Now, if one is going to be visiting people in the wake of a tragic event, the best place to find great recipes for covered dish offerings is in old church cookbooks. I'm certain that women's church groups have been publishing cook books since Gutenberg invented movable type, at least I think that's when my mother's favorite cookbook was published. Its a great book. Really, it has some great dishes and ingredient lists mentioned in its pages. The thing is, this particular book leaves one wondering what you are suppose to actually do with the ingredients.
I'm not sure how I lived for 28 years without ever actually looking at the pages of this book. I know I have helped my mom cook with it for many years... I just never noticed that every recipe lacks instructions. For example, the recipe for Squash Casserole reads:
You will need 4-6 yellow squash, 1 onion, 8 oz. sour cream, 1 can cream of mushroom soup, 1 package bread crumbs, and graded cheddar cheese. Combine all ingredients top with extra cheese and bake.
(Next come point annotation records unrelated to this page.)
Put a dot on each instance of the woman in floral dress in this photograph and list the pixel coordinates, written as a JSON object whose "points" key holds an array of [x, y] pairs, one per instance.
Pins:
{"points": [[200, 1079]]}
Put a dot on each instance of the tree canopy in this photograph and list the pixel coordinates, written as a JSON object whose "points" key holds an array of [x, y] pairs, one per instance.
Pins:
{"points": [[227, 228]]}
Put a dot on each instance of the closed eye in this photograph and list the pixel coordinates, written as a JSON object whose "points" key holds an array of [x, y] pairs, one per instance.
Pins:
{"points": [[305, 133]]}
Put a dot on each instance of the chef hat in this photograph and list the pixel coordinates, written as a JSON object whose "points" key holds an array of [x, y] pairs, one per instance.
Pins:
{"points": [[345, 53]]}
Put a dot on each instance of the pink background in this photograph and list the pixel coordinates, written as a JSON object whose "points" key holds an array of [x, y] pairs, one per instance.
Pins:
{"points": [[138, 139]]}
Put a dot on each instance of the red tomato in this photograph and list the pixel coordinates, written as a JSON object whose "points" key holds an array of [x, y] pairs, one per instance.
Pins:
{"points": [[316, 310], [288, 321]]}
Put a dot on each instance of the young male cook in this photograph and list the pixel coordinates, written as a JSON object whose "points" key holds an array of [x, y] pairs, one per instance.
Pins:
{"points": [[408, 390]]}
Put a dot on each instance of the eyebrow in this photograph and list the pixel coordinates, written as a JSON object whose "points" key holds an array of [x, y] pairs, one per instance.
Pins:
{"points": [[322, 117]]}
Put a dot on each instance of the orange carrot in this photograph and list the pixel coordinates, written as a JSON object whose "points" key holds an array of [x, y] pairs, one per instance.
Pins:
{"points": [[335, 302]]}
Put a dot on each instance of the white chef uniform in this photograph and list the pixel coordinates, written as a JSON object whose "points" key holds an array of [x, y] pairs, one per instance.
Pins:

No, I didn't leave out a step. That's it. Now, most people are going to just assume that you need to chop the onion and chop and boil the squash before adding the other ingredients. I say most people because my oldest sister, the Ditsy Pre-school teacher, didn't assume that. I don't call her a ditz for my amusement, its just a simple fact. Luckily, as my brother-in-law so helpfully pointed out, the women in my family are unable to do anything alone so there were plenty of people on hand to yell... STOP... CHOP! before something went majorly wrong. I had to concede that the non instruction on oven settings for the "...and bake" part a little unsettling. However, it stands to reason every visiting dish is made to be baked at 350 degrees for 30 minutes.